While he doesn't yet show the propensity to pile up big walk totals, he does employ a very selective eye and patient approach at the plate, and that has helped him be a much more consistent hitter than the likes of Vazquez, Laird, and Nunez. And perhaps the biggest development in his game is better range and improved agility around the bag defensively, so much so that he plays a very good defensive first base. He might not ever be a top prospect in the organization but he has some long-term value with his power, plate discipline, and ever-improving defense.
Need to Make Their Move
Rob Lyerly: The former sixth round pick had proven he could hit for average at the A-ball levels, hitting .312 in Charleston in 2010 before hitting .315 in Tampa last season. With 68 combined doubles over the past two seasons, he has also proven to be a very good gap hitter too. However, the home run power has not shown up yet [eight home runs in 2011, a career high], he still strikes out a bit too often [149 K's last year], and the defense is more serviceable than anything. More than anything though he needs to show more home run power going forward to remain a viable corner option.
Kevin Mahoney: His superb defensive versatility - able to play second base, third base, outfield and first base all extremely well - puts him into the overall 'sleeper' category as a potential utility guy. He shows good exra-base power too, collecting 32 of them in part-time duty last season, and he'll draw his fair share of walks. He'll turn 25 years old this season, however, and needs a breakout season of sorts to get his chance at reaching the big leagues in Pinstripes.
Luke Murton: The 2009, 19th round pick has had a very good minor league career thus far, collecting 60 doubles over the past two seasons and chipping in with a batting average near .280 during that time.

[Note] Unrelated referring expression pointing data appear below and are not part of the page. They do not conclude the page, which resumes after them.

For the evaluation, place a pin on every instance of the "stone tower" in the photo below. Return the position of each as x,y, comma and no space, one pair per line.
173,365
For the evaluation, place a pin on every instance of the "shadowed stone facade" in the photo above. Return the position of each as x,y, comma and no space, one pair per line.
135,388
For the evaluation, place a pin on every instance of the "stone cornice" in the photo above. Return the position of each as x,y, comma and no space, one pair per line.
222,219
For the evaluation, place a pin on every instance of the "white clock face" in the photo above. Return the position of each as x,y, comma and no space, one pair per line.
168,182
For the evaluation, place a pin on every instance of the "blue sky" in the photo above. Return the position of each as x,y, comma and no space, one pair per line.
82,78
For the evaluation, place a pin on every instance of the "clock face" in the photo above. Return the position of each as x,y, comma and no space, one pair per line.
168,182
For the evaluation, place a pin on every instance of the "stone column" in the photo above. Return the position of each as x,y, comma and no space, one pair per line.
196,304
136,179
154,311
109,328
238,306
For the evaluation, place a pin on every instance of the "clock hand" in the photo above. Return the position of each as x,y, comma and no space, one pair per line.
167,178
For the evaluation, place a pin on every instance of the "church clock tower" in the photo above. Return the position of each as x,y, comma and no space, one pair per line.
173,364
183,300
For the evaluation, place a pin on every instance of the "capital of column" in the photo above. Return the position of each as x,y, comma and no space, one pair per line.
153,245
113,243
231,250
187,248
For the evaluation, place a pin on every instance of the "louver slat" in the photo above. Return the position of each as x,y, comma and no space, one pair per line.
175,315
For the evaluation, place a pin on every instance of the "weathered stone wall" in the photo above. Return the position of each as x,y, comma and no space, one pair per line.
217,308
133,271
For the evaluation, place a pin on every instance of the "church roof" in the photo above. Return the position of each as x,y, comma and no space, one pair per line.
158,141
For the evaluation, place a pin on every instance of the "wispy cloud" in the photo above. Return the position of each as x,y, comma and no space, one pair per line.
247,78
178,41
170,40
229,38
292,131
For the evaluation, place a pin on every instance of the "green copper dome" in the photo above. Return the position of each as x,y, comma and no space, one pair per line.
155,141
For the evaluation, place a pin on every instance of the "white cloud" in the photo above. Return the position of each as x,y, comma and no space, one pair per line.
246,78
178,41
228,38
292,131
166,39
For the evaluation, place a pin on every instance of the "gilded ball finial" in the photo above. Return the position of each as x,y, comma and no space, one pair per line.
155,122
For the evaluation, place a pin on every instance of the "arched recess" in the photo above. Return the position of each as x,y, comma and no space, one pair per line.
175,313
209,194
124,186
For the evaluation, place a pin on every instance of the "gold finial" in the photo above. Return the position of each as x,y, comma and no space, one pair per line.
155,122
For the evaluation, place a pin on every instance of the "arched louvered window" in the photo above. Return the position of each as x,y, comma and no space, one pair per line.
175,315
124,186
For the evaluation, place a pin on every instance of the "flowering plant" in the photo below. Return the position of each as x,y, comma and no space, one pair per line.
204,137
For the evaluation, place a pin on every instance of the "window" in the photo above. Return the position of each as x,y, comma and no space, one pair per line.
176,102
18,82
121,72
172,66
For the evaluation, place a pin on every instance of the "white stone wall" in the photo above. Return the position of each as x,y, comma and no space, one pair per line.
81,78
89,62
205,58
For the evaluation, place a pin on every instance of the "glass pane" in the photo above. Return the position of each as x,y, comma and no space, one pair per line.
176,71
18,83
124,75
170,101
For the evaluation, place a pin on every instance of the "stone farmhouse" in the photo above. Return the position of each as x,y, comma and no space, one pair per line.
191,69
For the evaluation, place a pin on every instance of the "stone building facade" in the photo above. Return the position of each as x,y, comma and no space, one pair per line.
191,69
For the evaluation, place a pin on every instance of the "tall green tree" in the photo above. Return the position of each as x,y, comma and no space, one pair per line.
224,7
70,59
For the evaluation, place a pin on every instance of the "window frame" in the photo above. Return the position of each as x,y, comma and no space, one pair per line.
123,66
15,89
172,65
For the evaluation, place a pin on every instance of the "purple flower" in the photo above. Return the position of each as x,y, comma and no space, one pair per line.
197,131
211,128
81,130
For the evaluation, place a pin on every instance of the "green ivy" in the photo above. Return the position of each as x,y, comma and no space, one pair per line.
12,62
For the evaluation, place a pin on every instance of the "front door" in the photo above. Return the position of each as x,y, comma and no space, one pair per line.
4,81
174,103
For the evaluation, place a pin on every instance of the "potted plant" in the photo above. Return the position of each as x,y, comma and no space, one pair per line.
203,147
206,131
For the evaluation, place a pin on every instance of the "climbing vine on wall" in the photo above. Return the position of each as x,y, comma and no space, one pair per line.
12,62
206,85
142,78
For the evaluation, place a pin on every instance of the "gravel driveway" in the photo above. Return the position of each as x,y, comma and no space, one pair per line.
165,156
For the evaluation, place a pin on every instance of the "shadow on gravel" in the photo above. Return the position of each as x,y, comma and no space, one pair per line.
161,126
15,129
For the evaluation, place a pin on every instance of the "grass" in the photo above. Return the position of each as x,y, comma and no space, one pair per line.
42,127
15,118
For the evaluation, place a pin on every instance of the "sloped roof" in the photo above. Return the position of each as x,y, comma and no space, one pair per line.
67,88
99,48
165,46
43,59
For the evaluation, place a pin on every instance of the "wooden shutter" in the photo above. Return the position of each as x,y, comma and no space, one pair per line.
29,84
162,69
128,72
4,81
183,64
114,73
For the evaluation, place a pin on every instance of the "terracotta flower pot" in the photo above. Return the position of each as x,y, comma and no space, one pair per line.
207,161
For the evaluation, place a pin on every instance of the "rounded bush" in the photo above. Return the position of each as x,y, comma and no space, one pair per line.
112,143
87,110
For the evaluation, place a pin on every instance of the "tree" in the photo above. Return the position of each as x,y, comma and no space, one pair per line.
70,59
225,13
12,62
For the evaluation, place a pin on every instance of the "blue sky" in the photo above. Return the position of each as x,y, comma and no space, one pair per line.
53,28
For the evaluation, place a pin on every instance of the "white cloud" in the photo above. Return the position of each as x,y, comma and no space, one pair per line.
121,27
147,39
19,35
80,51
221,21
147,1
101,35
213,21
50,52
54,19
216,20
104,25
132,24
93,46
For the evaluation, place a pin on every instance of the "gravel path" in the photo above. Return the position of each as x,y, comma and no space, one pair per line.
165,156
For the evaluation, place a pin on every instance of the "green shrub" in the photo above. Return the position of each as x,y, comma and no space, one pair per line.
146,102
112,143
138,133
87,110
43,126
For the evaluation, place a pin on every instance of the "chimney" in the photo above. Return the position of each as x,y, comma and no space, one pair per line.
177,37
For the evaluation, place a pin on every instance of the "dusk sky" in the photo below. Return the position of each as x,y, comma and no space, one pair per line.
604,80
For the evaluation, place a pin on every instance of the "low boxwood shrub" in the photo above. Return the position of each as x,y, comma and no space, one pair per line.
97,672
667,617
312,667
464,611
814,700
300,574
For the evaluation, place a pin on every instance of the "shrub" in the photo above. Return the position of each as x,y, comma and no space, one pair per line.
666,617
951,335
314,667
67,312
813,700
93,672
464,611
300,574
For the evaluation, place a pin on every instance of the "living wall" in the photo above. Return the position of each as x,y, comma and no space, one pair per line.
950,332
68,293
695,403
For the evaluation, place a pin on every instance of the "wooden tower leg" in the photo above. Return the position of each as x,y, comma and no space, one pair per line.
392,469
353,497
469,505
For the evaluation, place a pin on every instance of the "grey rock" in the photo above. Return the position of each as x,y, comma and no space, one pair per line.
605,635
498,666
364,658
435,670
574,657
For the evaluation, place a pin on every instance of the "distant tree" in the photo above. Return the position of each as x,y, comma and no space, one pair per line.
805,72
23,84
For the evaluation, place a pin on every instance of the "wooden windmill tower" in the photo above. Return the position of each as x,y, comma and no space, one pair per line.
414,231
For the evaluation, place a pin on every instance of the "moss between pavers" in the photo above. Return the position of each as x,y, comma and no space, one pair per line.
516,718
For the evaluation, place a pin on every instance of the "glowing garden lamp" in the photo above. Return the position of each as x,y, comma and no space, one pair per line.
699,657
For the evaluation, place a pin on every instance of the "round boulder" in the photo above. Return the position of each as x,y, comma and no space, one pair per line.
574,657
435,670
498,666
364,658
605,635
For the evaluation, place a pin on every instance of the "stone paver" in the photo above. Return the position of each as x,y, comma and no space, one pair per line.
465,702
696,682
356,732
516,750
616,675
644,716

A limited defensive first baseman though, he just doesn't have the kind of home run power to project as a potential big leaguer at this point [20 home runs combined over the past two seasons] and the soon to be 26-year old doesn't have much projection in his game either.
Damian Taveras: With good power to all fields, a quick bat, and a solid offensive approach, Taveras, not a big dollar sign, had always had the look of a potential 'sleeper'. Five seasons into his career and still not yet in the long-season leagues, it's do or die time for the now 22-year old. He needs a breakout Spring Training this year in the worst way and then needs to sustain it for a long while or else he'll quickly become an afterthought.
The Jury is Still Out
Austin "Bubba" Jones: Last year's seventh round pick out of Edmonds Woodway High School in Washginton has enough raw talent to be considered a 'sleeper' in this group but he didn't shown enough in his brief GCL or Instructional League exposure to warrant that label just yet. He hit a respectable .260 in 15 games for the GCL Yankees last year but struck out 17 times and the power, always the last tool to develop, hasn't shown up yet. There's some natural talent here but he could be a slow tracker short-term and he needs to prove more going forward to move up the first base depth chart.